According to the National Hurricane Center (NHC), a storm surge watch means there is a possibility of life-threatening inundation, from rising water moving inland from the coastline, in the indicated locations during the next 48 hours. A tropical storm watch means that tropical storm conditions are possible within the watch area.
A tropical storm warning means that tropical storm conditions – sustained winds of 39 to 73 mph – are expected within 36 hours.
Ian made landfall in Cuba Tuesday morning as a Category 3 hurricane, and strengthened overnight to a Category 4 storm on the Saffir-Simpson Hurricane Wind Scale. Maximum sustained winds have been measured at 155 mph.
A bulletin issued by the NHC at 8 a.m. Wednesday said, “Ian is forecast to make landfall on the west coast of Florida as a catastrophic hurricane. Weakening is expected after landfall.”
As of press time, the path that Ian will take after it makes landfall in Florida is still uncertain. Once it makes landfall, the storm should weaken quickly. While Ian was initially forecast to remain over land, the revised forecasts have Ian moving east, which could put the storm back out at sea before it comes ashore again.
“This eastward shift increases the chances for Ian to pass over the Atlantic for a time before making a second landfall along the Georgia or South Carolina coast,” Strait said. “As it stands now, a portion of the storm will track over water, allowing Ian to maintain strength longer. The greater the percentage of the storm spends over the Atlantic, and the more time it ends up over the Atlantic, the stronger it might get before affecting South Carolina.”
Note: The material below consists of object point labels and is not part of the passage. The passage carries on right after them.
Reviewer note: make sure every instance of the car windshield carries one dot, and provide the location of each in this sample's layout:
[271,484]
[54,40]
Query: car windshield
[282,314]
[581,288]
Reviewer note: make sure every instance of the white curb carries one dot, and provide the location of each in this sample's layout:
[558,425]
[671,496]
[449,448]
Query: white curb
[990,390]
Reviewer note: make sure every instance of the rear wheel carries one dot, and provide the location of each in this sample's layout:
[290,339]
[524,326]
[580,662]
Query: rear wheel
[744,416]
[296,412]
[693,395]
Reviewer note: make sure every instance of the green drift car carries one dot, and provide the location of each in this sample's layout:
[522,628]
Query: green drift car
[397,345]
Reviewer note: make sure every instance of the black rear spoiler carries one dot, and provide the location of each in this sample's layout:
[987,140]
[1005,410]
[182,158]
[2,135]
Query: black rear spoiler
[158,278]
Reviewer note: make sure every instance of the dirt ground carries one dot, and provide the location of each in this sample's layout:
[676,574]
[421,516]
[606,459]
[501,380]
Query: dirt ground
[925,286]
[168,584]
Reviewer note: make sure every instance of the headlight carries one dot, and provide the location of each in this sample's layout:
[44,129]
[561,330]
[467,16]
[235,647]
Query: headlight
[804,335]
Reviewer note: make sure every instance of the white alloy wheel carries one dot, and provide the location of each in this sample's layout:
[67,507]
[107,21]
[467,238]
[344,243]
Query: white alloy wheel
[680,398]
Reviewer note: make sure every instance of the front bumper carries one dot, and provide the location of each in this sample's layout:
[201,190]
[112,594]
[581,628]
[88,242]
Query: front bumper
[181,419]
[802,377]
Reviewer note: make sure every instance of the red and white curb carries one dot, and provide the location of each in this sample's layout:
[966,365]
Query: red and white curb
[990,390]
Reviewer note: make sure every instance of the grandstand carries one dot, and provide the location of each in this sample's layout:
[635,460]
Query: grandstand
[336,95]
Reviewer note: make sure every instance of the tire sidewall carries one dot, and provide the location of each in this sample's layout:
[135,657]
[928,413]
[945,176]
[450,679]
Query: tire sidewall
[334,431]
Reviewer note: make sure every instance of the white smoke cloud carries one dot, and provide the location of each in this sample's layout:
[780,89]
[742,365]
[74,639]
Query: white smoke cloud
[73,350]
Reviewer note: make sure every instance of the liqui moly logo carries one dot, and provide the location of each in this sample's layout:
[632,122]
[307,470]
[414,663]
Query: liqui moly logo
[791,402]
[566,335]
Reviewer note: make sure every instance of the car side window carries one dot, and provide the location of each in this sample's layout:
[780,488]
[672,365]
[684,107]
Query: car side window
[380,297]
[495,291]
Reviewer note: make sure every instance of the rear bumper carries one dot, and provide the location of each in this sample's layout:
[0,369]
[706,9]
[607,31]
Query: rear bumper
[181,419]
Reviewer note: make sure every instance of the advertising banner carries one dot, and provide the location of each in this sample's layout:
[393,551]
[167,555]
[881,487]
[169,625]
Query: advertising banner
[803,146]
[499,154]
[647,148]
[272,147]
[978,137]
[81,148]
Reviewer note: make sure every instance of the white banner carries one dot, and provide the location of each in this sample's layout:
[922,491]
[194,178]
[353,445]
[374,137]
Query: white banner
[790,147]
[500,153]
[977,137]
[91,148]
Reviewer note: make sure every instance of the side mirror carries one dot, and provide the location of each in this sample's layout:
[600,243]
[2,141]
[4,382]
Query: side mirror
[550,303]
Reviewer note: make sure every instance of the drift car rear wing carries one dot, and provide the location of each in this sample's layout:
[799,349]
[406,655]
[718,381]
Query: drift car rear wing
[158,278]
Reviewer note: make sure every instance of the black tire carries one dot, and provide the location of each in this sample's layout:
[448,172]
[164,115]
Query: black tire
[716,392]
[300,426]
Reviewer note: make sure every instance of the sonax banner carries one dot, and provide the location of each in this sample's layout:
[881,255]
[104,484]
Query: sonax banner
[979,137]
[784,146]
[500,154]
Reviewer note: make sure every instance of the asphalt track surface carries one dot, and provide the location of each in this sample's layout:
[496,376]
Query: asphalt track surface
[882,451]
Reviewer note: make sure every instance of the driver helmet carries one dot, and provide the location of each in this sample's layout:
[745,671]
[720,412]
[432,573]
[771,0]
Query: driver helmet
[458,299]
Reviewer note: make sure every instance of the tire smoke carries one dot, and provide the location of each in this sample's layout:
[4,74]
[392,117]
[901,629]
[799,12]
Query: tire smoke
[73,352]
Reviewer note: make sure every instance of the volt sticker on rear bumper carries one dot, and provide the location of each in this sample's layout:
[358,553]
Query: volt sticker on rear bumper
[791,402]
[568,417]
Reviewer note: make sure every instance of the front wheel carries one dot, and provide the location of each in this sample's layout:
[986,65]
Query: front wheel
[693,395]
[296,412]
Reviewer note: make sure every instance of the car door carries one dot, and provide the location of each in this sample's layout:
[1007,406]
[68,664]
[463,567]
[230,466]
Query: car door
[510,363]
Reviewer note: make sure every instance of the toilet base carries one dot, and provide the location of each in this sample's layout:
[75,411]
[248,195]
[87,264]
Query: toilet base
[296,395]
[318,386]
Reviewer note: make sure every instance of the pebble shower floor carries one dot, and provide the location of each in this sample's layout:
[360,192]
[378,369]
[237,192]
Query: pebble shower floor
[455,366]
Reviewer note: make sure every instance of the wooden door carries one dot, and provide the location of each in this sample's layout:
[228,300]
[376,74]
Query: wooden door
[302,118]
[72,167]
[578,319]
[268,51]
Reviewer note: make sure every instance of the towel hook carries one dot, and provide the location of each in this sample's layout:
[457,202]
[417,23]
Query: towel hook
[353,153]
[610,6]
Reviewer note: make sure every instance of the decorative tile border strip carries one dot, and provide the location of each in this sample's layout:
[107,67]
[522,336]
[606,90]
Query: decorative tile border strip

Strait predicts that Ian will bring gusty winds to South Carolina Thursday and into Thursday night. Gusts could reach 40 mph and could be higher along the coast. As Ian moves north, the potential for heavy rainfall increases. Weather conditions could also be favorable for the development of tornadoes.
“Rain will begin along the coast early Friday and spread northward through the day, and this rain from the front will be heavy at times,” Strait said. “Then, rain directly from Ian will arrive along our coast later Friday night, depending on how fast Ian moves. If bands of storms from Ian train over areas for multiple hours, rainfall would be excessive.”
The threat of bad weather has already begun to impact events scheduled for this weekend. The St. Peters’ Catholic Church Bazaar, a prominent yearly event, has been rescheduled for Oct. 8. Also, high school football games scheduled for Friday night have been moved to Wednesday or Thursday night. Check with the schools for the exact time and date.